SPA Suite auf MS Europa 2

SPA Suite auf MS Europa 2

Gut, das klingt jetzt alles nach auswendig gelernter Werbung und war hier auf luxify sowieso schon einmal zu lesen. Nichts Neues also. Doch wie „fühlt“ sich das beste Schiff der Welt in der Realität an? Worin unterscheidet sich das Erlebnis Kreuzfahrt an Bord des ‚modernen legeren Luxusschiffs‘ von dem auf Schiffen anderer Reedereien? Wie perfekt ist diese Perfektion wirklich?

Blick in die SPA Suite

Blick in die SPA Suite

Noch ein anderer Gedanke kommt mir in den Sinn, während ich die kroatische Mittelmeerküste unter mir vorbeiziehen sehe. Die Europa 2 ist das kleinste Schiff, auf dem ich seit über 10 Jahren gereist bin. Große Entertainmentvielfalt, unzählige Bars und Spezialitätenrestaurants wie zuletzt auf der Norwegian Breakaway wird man hier wohl weitestgehend vergeblich suchen. Wird hier die Erholung, die Ruhe, der Rückzug vom Alltag überwiegen? Oder schlichtweg die Langeweile?

Luxify Reisebericht MS Europa 2 Luxus Kreuzfahrtschiff

Nach einem äußerst turbulenten zweieinhalbstündigen Flug und einer ebenso langen Stop and Go Busfahrt durch die türkische Metropole am Bosporus erreiche ich MS Europa 2. Strahlend weiß ragt sie aus dem etwas schmutzigen kleinen Hafengebiet, über allem thronend der charakteristische Schornstein. Ich muss so etwa zehn Jahre alt gewesen sein, als mein Vater mir aus der Stadt ein kleines Modellschiff mitbrachte. Es war von der sonst eher auf Modellautos spezialisierten Firma herpa und es war ein Modell der damals aktuellen Europa, die noch heute, inzwischen unter dem Namen Saga Sapphire, die Weltmeere bereist. Was mich seinerzeit nachhaltig faszinierte, das waren die Farben des Schornsteins. Ein kräftiges Blau und ein strahlendes Orange. Diese Assoziation hatte ich über die Jahre komplett vergessen.
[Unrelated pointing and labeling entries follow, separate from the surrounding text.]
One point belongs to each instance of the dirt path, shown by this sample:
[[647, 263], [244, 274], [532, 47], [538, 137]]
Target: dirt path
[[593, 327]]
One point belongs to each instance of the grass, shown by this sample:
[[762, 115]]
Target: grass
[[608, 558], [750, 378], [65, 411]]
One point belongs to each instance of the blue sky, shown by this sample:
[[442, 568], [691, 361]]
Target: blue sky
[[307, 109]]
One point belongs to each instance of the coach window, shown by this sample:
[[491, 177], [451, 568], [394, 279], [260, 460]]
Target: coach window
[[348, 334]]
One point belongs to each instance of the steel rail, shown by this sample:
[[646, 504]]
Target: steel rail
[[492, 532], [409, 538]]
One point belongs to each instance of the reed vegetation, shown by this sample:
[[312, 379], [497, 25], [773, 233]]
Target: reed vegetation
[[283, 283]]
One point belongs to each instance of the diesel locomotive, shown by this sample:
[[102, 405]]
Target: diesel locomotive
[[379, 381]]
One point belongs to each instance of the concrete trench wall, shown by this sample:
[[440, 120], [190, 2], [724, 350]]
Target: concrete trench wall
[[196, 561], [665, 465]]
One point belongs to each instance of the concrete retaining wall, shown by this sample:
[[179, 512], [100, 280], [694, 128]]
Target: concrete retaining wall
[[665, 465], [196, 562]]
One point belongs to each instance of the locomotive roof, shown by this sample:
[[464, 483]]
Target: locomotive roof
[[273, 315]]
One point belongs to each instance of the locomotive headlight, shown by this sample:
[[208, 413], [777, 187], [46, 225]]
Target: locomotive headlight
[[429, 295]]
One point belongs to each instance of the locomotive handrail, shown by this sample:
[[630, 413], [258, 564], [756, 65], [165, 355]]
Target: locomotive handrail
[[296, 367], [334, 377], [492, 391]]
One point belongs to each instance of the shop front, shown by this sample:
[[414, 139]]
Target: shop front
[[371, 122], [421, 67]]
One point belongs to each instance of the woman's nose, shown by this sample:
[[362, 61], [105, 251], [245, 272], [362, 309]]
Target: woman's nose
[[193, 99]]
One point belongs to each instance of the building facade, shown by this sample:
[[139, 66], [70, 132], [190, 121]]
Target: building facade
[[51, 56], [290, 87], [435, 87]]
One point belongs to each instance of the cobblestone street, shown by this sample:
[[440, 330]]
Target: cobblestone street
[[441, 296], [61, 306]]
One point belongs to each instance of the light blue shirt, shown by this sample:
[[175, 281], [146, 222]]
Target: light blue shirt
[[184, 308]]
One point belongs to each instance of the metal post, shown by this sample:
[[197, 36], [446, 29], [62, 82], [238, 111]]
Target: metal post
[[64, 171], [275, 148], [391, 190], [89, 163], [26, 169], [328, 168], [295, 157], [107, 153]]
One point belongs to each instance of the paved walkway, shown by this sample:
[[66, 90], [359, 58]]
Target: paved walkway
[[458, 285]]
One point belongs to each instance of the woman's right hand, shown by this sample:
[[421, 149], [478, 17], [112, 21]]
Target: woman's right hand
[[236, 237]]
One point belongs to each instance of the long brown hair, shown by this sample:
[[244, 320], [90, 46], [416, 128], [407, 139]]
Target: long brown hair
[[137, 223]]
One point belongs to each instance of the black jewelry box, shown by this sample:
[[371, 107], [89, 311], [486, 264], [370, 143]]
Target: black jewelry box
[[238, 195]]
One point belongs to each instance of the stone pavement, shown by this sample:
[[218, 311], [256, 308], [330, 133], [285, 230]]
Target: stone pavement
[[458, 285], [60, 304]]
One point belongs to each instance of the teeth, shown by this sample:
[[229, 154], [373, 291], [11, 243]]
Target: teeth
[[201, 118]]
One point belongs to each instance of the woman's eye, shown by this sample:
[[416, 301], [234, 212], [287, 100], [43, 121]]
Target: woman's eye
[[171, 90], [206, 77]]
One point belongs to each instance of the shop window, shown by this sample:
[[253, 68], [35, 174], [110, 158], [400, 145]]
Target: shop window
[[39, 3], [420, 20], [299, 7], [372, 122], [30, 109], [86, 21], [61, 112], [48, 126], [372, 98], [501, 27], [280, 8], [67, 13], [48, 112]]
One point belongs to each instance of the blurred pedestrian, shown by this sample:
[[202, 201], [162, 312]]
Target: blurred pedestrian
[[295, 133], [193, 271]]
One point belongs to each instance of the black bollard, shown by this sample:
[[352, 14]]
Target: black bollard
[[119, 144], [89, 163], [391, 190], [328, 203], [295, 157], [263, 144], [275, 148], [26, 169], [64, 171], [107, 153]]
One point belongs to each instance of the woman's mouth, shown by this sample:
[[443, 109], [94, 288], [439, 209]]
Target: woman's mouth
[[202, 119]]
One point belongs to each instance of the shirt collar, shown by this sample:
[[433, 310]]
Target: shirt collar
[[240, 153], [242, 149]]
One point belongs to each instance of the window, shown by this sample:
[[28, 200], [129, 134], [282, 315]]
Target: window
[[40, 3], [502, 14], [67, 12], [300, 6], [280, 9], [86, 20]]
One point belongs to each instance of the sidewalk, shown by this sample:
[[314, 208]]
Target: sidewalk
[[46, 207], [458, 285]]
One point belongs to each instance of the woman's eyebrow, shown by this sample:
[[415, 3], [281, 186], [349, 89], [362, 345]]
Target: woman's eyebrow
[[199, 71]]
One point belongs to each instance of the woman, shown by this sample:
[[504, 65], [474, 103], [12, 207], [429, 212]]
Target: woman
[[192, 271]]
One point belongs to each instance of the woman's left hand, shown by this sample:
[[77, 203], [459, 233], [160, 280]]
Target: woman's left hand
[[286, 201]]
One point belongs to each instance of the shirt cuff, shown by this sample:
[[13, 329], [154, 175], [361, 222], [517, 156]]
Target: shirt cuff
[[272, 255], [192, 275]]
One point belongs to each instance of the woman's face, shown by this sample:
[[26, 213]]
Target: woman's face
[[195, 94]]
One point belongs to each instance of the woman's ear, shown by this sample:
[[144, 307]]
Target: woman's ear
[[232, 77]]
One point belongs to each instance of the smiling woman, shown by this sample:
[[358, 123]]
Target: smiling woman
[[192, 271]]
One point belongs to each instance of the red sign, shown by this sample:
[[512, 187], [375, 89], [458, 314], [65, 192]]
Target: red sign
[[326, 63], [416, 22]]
Jetzt, in diesem Moment, kommt sie mir wieder in den Sinn. Irgendwie ein schönes Gefühl.

Luxify Reisebericht MS Europa 2 Luxus Kreuzfahrtschiff

Nach kurzer Handgepäckkontrolle geht es die Gangway hinauf. Keine müßigen Check-In Prozeduren, lediglich im Schiff selbst heißt es, sich dann noch für ca. 10 Minuten anstellen um die Pässe abzugeben und die Zimmerkarten korrekt codieren zu lassen. Dann begleitet mich ein freundlicher Steward zu meiner Kabine. Diese liegt auf Deck 5 des Schiffes und damit auf dem untersten der Kabinendecks. Weitere Kabinen befinden sich auf den Decks 6 bis 8 und 10. Meine Kabine gehört der Kategorie 6 an, sie ist eine so genannte Spa Suite.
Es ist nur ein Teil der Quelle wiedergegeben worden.